# Bloom - Kings Heath (Birmingham)



## filthynines (May 2, 2016)

Finally managed to swing by on Saturday. Fantastic little shop - you won't find their food offerings anywhere else. Was eating pork shoulder with herby dumplings from the brunch menu at 10.30am! Lovely coffee from Alasdair (formerly of Faculty and Yorks) and the crew - serving April and Quarterhorse at the time. A very nice vibe and very satisfied all in all.


----------



## urbanbumpkin (Jan 30, 2013)

I went there today for breakfast. Great coffee and the food was amazing. CFUK's Illuminati Gary **** and Xpenno were in there too which is a pretty good sign of somewhere excellent.

I had a long black, espresso beans from Round house Colombia la Magdalena #1.

The Smoked Haddock Kedgeree and the Bubble and Squeak were pretty amazing.
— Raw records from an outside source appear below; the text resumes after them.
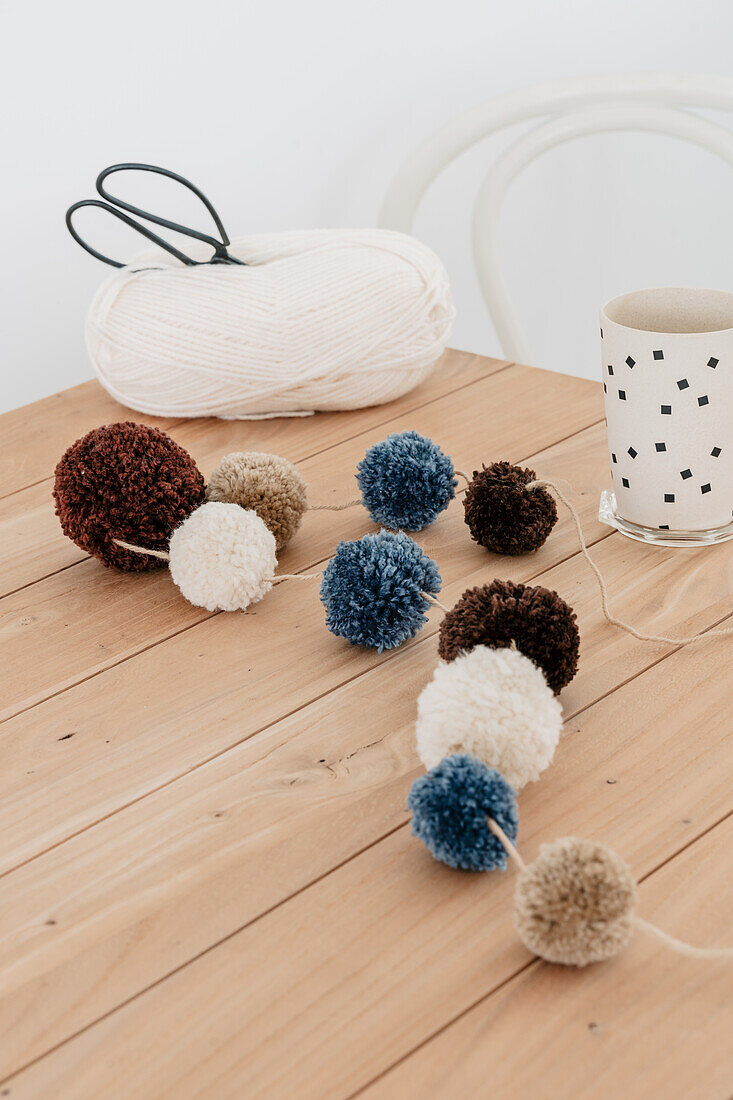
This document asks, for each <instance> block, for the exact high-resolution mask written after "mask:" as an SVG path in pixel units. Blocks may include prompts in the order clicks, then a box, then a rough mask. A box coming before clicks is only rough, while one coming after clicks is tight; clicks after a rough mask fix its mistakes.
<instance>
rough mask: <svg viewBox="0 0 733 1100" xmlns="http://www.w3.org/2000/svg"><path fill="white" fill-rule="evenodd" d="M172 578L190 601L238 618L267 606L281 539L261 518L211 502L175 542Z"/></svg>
mask: <svg viewBox="0 0 733 1100" xmlns="http://www.w3.org/2000/svg"><path fill="white" fill-rule="evenodd" d="M168 552H169V555H171V561H169V566H171V575H172V577H173V580H174V582H175V583H176V584H177V585H178V587H179V588H180V592H182V594H183V595H184V596H185V597H186V599H187V601H188V602H189V603H192V604H194V605H195V606H196V607H206V609H207V610H209V612H216V610H222V612H236V610H240V609H243V608H244V607H248V606H249V605H250V604H253V603H256V601H258V599H262V597H263V596H264V595H265V593H266V592H270V590H271V588H272V581H271V580H270V577H272V576H273V575H274V573H275V569H276V568H277V559H276V558H275V538H274V536H273V533H272V532H271V531H270V530H267V528H266V527H265V525H264V522H263V521H262V520H261V519H260V517H259V516H258V514H256V511H249V510H245V509H244V508H240V506H239V505H238V504H222V503H219V502H215V500H210V502H209V503H208V504H203V505H200V507H198V508H196V510H195V511H192V514H190V516H188V518H187V519H185V520H184V521H183V524H182V525H180V527H177V528H176V530H175V531H174V532H173V535H172V536H171V544H169V547H168Z"/></svg>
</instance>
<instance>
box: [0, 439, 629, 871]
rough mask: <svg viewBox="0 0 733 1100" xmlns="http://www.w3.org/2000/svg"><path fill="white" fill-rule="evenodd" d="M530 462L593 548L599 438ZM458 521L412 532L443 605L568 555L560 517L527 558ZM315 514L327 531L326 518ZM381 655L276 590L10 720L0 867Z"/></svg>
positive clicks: (257, 727)
mask: <svg viewBox="0 0 733 1100" xmlns="http://www.w3.org/2000/svg"><path fill="white" fill-rule="evenodd" d="M537 464H538V465H540V466H541V469H543V470H546V471H549V472H550V473H551V475H553V476H568V477H571V480H572V481H573V484H575V485H576V486H577V488H578V491H579V505H580V508H581V515H582V517H583V525H584V527H586V531H587V533H588V536H589V538H590V539H591V540H597V539H599V538H601V537H603V536H605V535H606V533H608V530H609V529H608V528H605V527H602V526H601V525H600V524H599V522H598V519H597V516H595V511H597V497H595V492H594V491H593V489H592V486H593V483H594V482H595V484H598V483H599V482H602V481H603V478H604V477H605V476H606V466H608V460H606V459H605V455H604V452H603V441H602V432H601V429H600V428H592V429H590V430H588V431H587V432H581V433H579V434H578V436H575V437H572V438H571V439H569V440H566V441H565V442H564V443H560V444H558V445H557V447H555V448H550V449H548V450H547V451H545V452H543V453H540V454H539V455H538V456H537ZM461 513H462V508H461V506H460V504H459V503H456V504H455V505H452V506H451V507H450V508H449V509H448V511H447V513H445V514H444V515H442V516H441V517H440V518H439V519H438V521H437V522H436V524H434V525H433V527H430V528H428V529H427V530H426V531H423V532H420V535H419V539H420V541H422V544H423V546H424V547H425V549H426V550H427V552H428V553H430V554H431V555H433V557H434V558H435V560H436V561H439V562H440V570H441V574H442V580H444V584H446V585H448V586H449V587H448V588H447V592H448V594H449V597H450V598H452V597H455V596H458V595H459V594H460V592H461V591H462V590H463V587H466V586H467V585H468V584H475V583H484V582H485V581H486V580H491V579H492V577H493V576H494V575H500V576H508V577H512V579H514V580H517V581H528V580H530V579H532V577H534V576H536V575H538V574H540V573H543V572H546V571H547V570H548V569H550V568H551V566H553V565H555V564H557V563H558V562H561V561H564V560H565V559H566V558H569V557H572V554H573V553H575V551H576V546H577V543H576V536H575V531H573V530H572V526H571V524H570V522H569V520H568V518H567V517H566V516H561V517H560V520H559V522H558V525H557V527H556V528H555V530H554V532H553V537H551V538H550V539H548V541H547V542H546V543H545V546H544V547H543V548H541V550H539V551H538V552H537V553H536V554H533V555H530V557H527V558H510V559H507V558H500V557H495V555H488V554H486V553H485V552H484V551H483V550H481V548H479V547H477V546H475V543H473V542H471V541H470V539H468V538H467V533H466V526H464V524H463V521H462V515H461ZM342 517H343V518H342ZM346 517H350V518H348V519H347V518H346ZM311 518H313V520H314V524H319V525H321V527H322V530H327V529H328V525H329V521H332V520H333V519H335V517H333V516H331V515H329V514H326V515H324V514H318V515H317V516H314V517H311ZM336 519H337V529H338V530H339V536H340V533H341V528H340V527H338V524H340V522H343V524H347V522H355V524H357V529H355V531H354V533H357V535H358V533H361V531H363V529H364V528H363V527H361V528H359V526H358V524H359V520H358V519H354V517H351V514H350V513H337V514H336ZM344 533H346V532H344ZM306 537H314V538H315V537H316V535H315V533H311V535H310V536H306ZM321 537H322V531H321ZM333 537H337V536H336V533H335V532H333ZM284 560H285V559H284ZM62 575H63V574H62ZM439 620H440V613H438V612H433V613H431V614H430V625H429V626H428V627H426V628H425V629H424V630H423V632H422V635H420V636H419V637H420V638H423V639H425V640H427V639H428V638H429V637H430V636H431V635H433V634H434V632H435V630H436V629H437V625H438V623H439ZM283 624H286V625H287V629H286V630H283V629H282V625H283ZM254 639H256V645H255V643H254ZM434 645H435V643H434V642H433V643H430V647H429V648H430V651H431V652H434ZM386 657H387V654H383V656H380V654H378V653H374V652H373V651H370V650H362V649H353V648H351V647H350V646H348V645H347V643H346V642H343V641H341V640H339V639H337V638H333V637H332V636H331V635H329V634H327V632H326V630H325V629H324V619H322V608H321V606H320V603H319V602H318V597H317V593H316V592H315V591H313V588H311V587H310V586H309V585H308V584H305V582H304V583H303V584H297V583H296V584H293V585H292V586H289V587H288V586H286V585H285V584H282V585H278V586H277V587H276V588H275V590H273V592H271V593H270V594H269V596H267V598H266V599H265V601H263V602H262V604H259V605H258V606H256V608H254V609H253V610H252V612H251V613H249V614H248V615H245V616H238V615H219V616H216V617H215V618H212V619H209V620H208V621H205V623H201V624H199V625H198V626H197V627H196V628H195V629H194V630H185V631H182V632H179V634H178V635H176V636H175V637H169V638H167V639H165V640H164V641H163V642H162V643H161V645H158V646H154V647H153V648H152V649H147V650H144V651H143V652H142V653H139V654H136V656H135V657H133V658H131V659H130V660H127V661H123V662H122V663H120V664H117V665H114V667H113V668H110V669H108V670H107V671H106V672H103V673H101V674H98V675H94V676H91V678H90V679H88V680H86V681H84V682H81V683H79V684H77V685H76V686H75V687H73V689H70V690H69V691H66V692H63V693H62V694H59V695H56V696H54V697H53V698H51V700H48V701H46V702H45V703H42V704H40V705H39V706H37V707H33V708H32V709H30V711H26V712H25V713H23V714H21V715H18V717H15V718H12V719H10V720H8V722H6V723H4V724H2V725H1V726H0V747H1V749H2V752H3V761H4V766H3V768H2V769H0V838H1V842H0V870H7V869H9V868H10V867H12V866H14V865H15V864H17V862H19V861H22V860H24V859H28V858H30V857H32V856H33V855H36V854H37V853H39V851H42V850H43V849H44V848H46V847H48V846H51V845H53V844H57V843H59V840H62V839H63V838H65V837H67V836H69V835H70V834H72V833H75V832H78V831H79V829H81V828H85V827H87V826H88V825H89V824H91V823H94V822H95V821H97V820H99V818H100V817H102V816H106V815H108V814H110V813H113V812H114V811H116V810H118V809H119V807H120V806H122V805H125V804H127V803H128V802H130V801H132V800H134V799H139V798H142V796H143V795H144V794H146V793H149V792H150V791H153V790H155V789H157V788H158V787H161V785H163V784H165V783H168V782H171V781H172V780H173V779H176V778H177V777H179V775H182V774H185V773H186V771H188V770H190V769H193V768H195V767H197V766H198V764H200V763H203V762H204V761H206V760H208V759H211V757H214V756H216V755H217V753H219V752H221V751H225V750H226V749H227V748H229V747H230V746H232V745H236V744H237V742H238V741H241V740H244V739H245V738H247V737H251V736H253V735H256V734H258V733H259V731H260V730H263V729H265V728H266V727H267V725H269V724H271V723H273V722H275V720H277V719H280V718H282V717H283V716H285V715H287V714H289V713H295V712H297V711H298V709H300V708H302V707H303V706H305V705H306V704H307V703H309V702H310V701H313V700H315V698H318V697H320V696H326V695H327V694H328V692H330V691H331V690H332V689H333V687H336V686H338V684H340V683H342V682H343V681H344V680H351V679H353V678H354V676H357V675H360V674H361V673H363V672H365V671H369V670H370V669H380V668H382V665H383V664H384V662H385V659H386ZM110 701H113V705H111V704H110Z"/></svg>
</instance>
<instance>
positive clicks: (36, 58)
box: [0, 0, 733, 408]
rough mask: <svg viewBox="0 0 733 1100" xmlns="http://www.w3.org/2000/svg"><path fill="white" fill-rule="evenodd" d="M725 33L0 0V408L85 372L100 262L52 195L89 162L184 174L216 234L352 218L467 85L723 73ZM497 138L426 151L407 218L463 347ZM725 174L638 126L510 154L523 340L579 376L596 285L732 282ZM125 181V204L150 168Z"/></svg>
mask: <svg viewBox="0 0 733 1100" xmlns="http://www.w3.org/2000/svg"><path fill="white" fill-rule="evenodd" d="M732 43H733V4H731V3H730V0H438V2H435V0H360V2H353V0H280V2H277V0H258V2H252V0H207V2H205V3H201V2H200V0H144V2H143V0H125V2H124V3H123V4H114V5H112V4H105V3H99V2H98V0H68V2H66V3H58V2H55V0H40V2H36V3H23V2H22V0H14V2H13V0H8V2H6V4H3V5H2V8H1V9H0V102H1V103H2V118H1V122H0V139H1V143H0V147H1V149H2V151H3V153H4V157H3V160H4V165H3V169H2V174H1V175H0V179H1V184H0V187H1V200H2V209H1V217H0V226H1V227H2V232H3V255H4V263H3V265H2V267H1V268H0V282H1V287H0V309H1V311H2V312H1V317H0V324H1V330H0V331H1V333H2V345H3V365H4V370H3V372H2V394H1V395H0V407H2V408H12V407H14V406H17V405H20V404H22V403H24V401H29V400H33V399H34V398H36V397H41V396H43V395H46V394H50V393H53V392H55V390H57V389H61V388H63V387H65V386H68V385H72V384H74V383H76V382H80V381H83V379H85V378H87V377H90V376H91V368H90V366H89V363H88V361H87V357H86V352H85V349H84V341H83V318H84V313H85V311H86V307H87V305H88V301H89V299H90V297H91V294H92V292H94V290H95V287H96V286H97V284H98V283H99V281H100V279H101V278H102V277H103V276H105V275H106V274H107V272H108V271H109V268H105V267H102V265H101V264H99V263H98V262H96V261H94V260H92V259H91V257H89V256H88V255H86V253H84V252H81V250H80V249H78V248H77V246H76V245H75V244H74V242H73V241H72V239H70V238H69V237H68V235H67V233H66V229H65V226H64V212H65V209H66V207H67V206H68V205H69V204H70V202H73V201H74V200H76V199H77V198H83V197H90V196H91V195H92V188H94V180H95V178H96V175H97V173H98V171H99V169H100V168H101V167H103V166H106V165H108V164H111V163H114V162H119V161H125V160H131V161H143V162H144V161H147V162H152V163H154V164H162V165H165V166H167V167H171V168H174V169H175V171H178V172H180V173H183V174H184V175H187V176H189V177H190V178H192V179H194V182H196V183H197V184H199V185H200V186H201V188H203V189H204V190H205V191H206V193H207V194H208V195H209V196H210V198H211V199H212V200H214V202H215V205H216V206H217V207H218V209H219V211H220V212H221V215H222V218H223V221H225V224H226V226H227V228H228V229H229V232H230V234H232V235H237V234H238V233H242V232H256V231H260V230H262V231H266V230H277V229H291V228H308V227H316V226H325V227H329V226H364V224H373V223H374V222H375V219H376V216H378V211H379V208H380V204H381V199H382V196H383V194H384V191H385V188H386V186H387V184H389V182H390V179H391V177H392V175H393V174H394V172H395V171H396V168H397V167H398V166H400V164H401V163H402V161H403V160H404V157H405V156H406V154H407V153H408V152H409V151H412V149H413V147H414V146H415V145H416V144H418V143H419V142H422V141H423V140H424V139H425V138H426V136H427V135H428V134H429V133H430V132H431V131H433V130H434V129H436V128H437V127H438V125H440V124H441V123H444V122H446V121H448V120H449V119H450V118H451V117H452V116H453V114H456V113H458V112H459V111H461V110H463V109H466V108H467V107H470V106H472V105H474V103H477V102H480V101H482V100H484V99H486V98H489V97H491V96H495V95H497V94H500V92H502V91H506V90H508V89H513V88H517V87H522V86H525V85H527V84H530V83H536V81H539V80H544V79H548V78H553V77H567V76H582V75H584V74H595V73H614V72H642V70H654V69H663V70H666V72H669V70H678V72H700V73H720V74H726V73H731V72H732V70H733V61H732V59H731V58H732V53H733V51H732V48H731V45H732ZM510 136H511V135H510ZM506 140H507V138H502V139H491V140H489V141H486V142H484V143H482V145H481V146H479V147H477V149H474V150H473V151H471V152H470V153H469V154H468V155H466V156H464V157H463V158H462V161H461V162H460V163H459V164H457V165H455V166H452V167H451V168H450V169H448V171H447V172H446V173H445V174H444V175H442V177H441V178H440V179H439V180H438V182H437V183H436V185H435V187H434V189H433V191H431V193H430V194H429V196H428V197H427V198H426V200H425V202H424V205H423V207H422V209H420V211H419V215H418V220H417V223H416V227H415V231H416V233H417V234H418V235H419V237H422V238H423V239H424V240H425V241H427V242H428V243H429V244H430V245H433V248H435V249H436V251H437V252H438V253H439V254H440V255H441V256H442V259H444V261H445V262H446V264H447V265H448V268H449V272H450V275H451V279H452V283H453V290H455V296H456V299H457V305H458V310H459V316H458V321H457V324H456V328H455V332H453V338H452V341H451V342H452V343H453V345H456V346H460V348H469V349H472V350H474V351H481V352H484V353H486V354H500V349H499V346H497V344H496V340H495V337H494V334H493V331H492V329H491V326H490V324H489V322H488V320H486V318H485V315H484V311H483V306H482V304H481V300H480V298H479V295H478V290H477V287H475V283H474V278H473V273H472V268H471V260H470V249H469V219H470V208H471V204H472V200H473V196H474V194H475V189H477V187H478V184H479V182H480V179H481V178H482V173H483V171H484V169H485V166H486V165H488V164H490V163H491V160H492V158H493V157H494V156H495V155H496V153H497V152H499V150H500V149H501V147H502V146H503V144H504V143H505V142H506ZM732 185H733V178H732V177H731V169H729V168H726V167H725V166H724V165H722V164H720V163H718V162H716V161H715V160H714V158H713V157H712V156H711V155H709V154H707V153H703V152H700V151H698V150H694V149H691V147H689V146H685V145H681V144H678V143H676V142H674V141H671V140H668V139H663V138H649V136H645V135H641V134H628V135H625V134H620V135H608V136H593V138H591V139H586V140H584V141H582V142H579V143H576V144H573V145H567V146H564V147H561V149H559V150H557V151H555V152H553V153H551V154H548V155H547V156H546V157H544V158H543V160H541V161H540V162H536V163H535V164H534V165H533V166H532V167H530V168H528V169H527V172H526V173H525V174H524V176H523V177H522V178H521V179H519V180H518V183H517V184H516V186H515V189H514V190H513V193H512V194H511V196H510V198H508V200H507V202H506V207H505V215H504V222H503V240H502V259H503V261H504V263H505V270H506V274H507V278H508V284H510V288H511V290H512V294H513V295H514V297H515V300H516V303H517V306H518V309H519V312H521V315H522V316H523V317H524V318H525V319H526V324H527V331H528V334H529V337H530V340H532V346H533V349H534V361H535V362H536V363H538V364H540V365H546V366H550V367H553V368H555V370H562V371H568V372H570V373H575V374H583V375H587V376H593V375H594V374H595V372H597V361H598V350H597V323H595V313H597V306H598V304H599V303H600V301H601V300H603V299H605V298H609V297H611V296H612V295H614V294H616V293H620V292H621V290H624V289H632V288H634V287H639V286H649V285H670V284H671V285H675V284H677V285H679V284H690V285H696V284H697V285H710V286H719V287H724V288H732V287H733V272H732V267H731V256H733V218H732V217H731V194H733V191H732ZM151 186H152V185H151ZM127 194H129V196H130V197H131V198H133V194H134V195H136V196H140V197H142V199H143V201H142V205H143V206H144V205H145V202H146V201H153V200H154V195H157V190H153V189H151V187H146V188H141V189H139V190H136V191H134V193H133V191H132V190H130V189H128V193H127ZM133 201H134V198H133ZM162 201H163V200H158V208H160V209H162ZM165 204H166V205H165V209H166V211H167V210H171V212H172V215H173V216H174V217H175V216H176V215H183V216H184V217H185V216H187V215H188V208H187V207H182V206H179V205H177V201H174V200H173V199H168V198H167V197H166V199H165ZM79 224H80V226H81V222H79ZM84 228H85V229H88V230H89V232H91V233H94V234H95V242H96V243H98V245H99V246H100V248H102V251H103V246H105V245H106V244H109V245H110V248H116V249H117V250H118V251H119V252H120V254H121V259H124V257H125V255H127V256H129V255H131V254H133V252H134V251H135V249H136V248H138V245H136V242H135V240H133V239H131V238H129V237H124V238H122V237H120V234H109V233H107V232H106V231H105V227H102V224H101V222H100V221H95V222H94V224H92V222H91V220H90V219H89V220H86V221H85V222H84ZM125 250H127V251H125Z"/></svg>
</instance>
It's always full and well worth a visit if you're in the southside of Birmingham.


----------



## filthynines (May 2, 2016)

It is absolutely tremendous. I think it deserves more plaudits for its food than its coffee, but that is because the food is absolutely out of this world and the coffee is mere nano-steps behind.


----------



## Debbie (Jun 24, 2012)

Thanks for the reviews. Always nice to have another one to choose from.


----------